Sul palco, Oscar Quagliarini (a sinistra) e Paolo Brunelli (a destra), conduce Silvia Cittadini

Sul palco, Oscar Quagliarini (a sinistra) e Paolo Brunelli (a destra), conduce Silvia Cittadini

Insieme si sogna meglio, e si crea pure meglio: chiacchiere e pensieri maturati due decenni che diventano il punto di partenza di un progetto.
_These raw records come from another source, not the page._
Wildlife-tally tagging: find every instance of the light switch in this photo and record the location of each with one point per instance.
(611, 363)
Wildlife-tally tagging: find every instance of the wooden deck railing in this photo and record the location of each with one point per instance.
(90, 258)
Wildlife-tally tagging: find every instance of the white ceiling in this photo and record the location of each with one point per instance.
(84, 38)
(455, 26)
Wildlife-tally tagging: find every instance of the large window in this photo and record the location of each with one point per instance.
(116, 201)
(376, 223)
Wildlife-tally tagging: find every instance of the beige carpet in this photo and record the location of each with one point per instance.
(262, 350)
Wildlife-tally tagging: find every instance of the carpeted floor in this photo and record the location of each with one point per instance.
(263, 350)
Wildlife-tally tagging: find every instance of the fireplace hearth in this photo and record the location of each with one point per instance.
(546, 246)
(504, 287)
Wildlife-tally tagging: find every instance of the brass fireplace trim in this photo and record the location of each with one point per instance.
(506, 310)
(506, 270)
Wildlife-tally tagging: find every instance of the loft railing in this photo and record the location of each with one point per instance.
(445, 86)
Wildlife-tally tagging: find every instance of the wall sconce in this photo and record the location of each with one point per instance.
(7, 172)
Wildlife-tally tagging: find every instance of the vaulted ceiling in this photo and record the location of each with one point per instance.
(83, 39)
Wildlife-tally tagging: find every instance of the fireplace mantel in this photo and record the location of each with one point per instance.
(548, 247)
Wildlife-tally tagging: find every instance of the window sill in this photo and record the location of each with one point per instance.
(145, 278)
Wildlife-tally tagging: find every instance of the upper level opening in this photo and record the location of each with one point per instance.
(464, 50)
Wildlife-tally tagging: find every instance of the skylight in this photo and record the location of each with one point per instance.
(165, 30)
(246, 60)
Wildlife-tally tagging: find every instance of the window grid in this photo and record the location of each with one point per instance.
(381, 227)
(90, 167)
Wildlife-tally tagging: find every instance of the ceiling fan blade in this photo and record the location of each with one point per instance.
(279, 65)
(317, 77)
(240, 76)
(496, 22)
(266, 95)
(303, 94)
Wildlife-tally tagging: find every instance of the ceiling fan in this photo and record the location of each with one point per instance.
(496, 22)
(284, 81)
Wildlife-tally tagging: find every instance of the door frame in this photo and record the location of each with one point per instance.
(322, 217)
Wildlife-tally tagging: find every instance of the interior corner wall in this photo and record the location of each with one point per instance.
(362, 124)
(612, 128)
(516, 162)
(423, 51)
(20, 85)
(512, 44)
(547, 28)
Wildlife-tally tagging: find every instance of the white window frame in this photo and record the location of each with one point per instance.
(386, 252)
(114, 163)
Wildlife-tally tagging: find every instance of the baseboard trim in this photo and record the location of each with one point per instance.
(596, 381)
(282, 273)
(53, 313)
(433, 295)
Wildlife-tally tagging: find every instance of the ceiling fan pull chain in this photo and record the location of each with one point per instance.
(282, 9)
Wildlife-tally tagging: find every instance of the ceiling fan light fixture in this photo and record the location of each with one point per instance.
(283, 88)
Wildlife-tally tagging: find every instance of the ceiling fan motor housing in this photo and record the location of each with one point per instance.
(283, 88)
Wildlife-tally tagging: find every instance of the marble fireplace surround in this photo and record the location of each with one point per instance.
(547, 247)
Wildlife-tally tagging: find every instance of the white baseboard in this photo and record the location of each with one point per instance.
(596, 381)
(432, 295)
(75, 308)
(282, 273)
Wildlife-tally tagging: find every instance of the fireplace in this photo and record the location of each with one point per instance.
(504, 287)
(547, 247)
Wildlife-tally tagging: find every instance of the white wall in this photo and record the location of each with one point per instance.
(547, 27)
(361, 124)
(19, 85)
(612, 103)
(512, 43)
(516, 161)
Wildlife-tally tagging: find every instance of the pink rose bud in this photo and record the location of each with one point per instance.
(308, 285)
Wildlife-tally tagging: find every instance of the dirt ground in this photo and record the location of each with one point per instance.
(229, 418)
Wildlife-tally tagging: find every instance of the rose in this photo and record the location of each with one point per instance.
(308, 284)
Le teste sono sempre due, c’è ancora Paolo Brunelli e c’è il suo amico oste, Marco Pasqualini, perfetto anfitrione, pozzo di storie e sapienze popolane, conoscitore di ingredienti: insieme ci hanno accompagnati, oltre che sul palco di Identità di Gelato, in un "fuori Rotonda" sulla Via Lattea, un percorso di scoperta territoriale e di come la sorpresa quotidiana dell'ingrediente suggerisca la tecnica migliore, stimolando la propria sensibilità che diventa materia.

Paolo Brunelli con l’oste amico Marco Pasqualini nel corso del Fuori Rotonda, La Via Lattea

Paolo Brunelli con l’oste amico Marco Pasqualini nel corso del Fuori Rotonda, La Via Lattea

Sapere, conoscenza, curiosità, sperimentazione umana, impulsi creativi, ma anche un unanime senso di riconoscenza nei confronti del valore della tecnologia, un “braccio destro”, un alleato che, al di là di portare all’ottenimento delle testure desiderate, è la prima valida soluzione nella missione di riduzione dei consumi dell’acqua (Principessa, la mantecatrice protagonista di tutte le lezioni di Identità di Gelato è simbolo di questa evoluzione tecnologica e concettuale nel mondo del gelato a zero consumo di acqua) e di una produzione a basso impatto energetico ed ambientale.

Il consiglio al neofita gelatiere? Ce lo regala Paolo Brunelli sul finale di questa edizione:
«Essere curiosi, sempre e scassare di domande i maestri. Serve anche a loro e non c’è cosa più bella».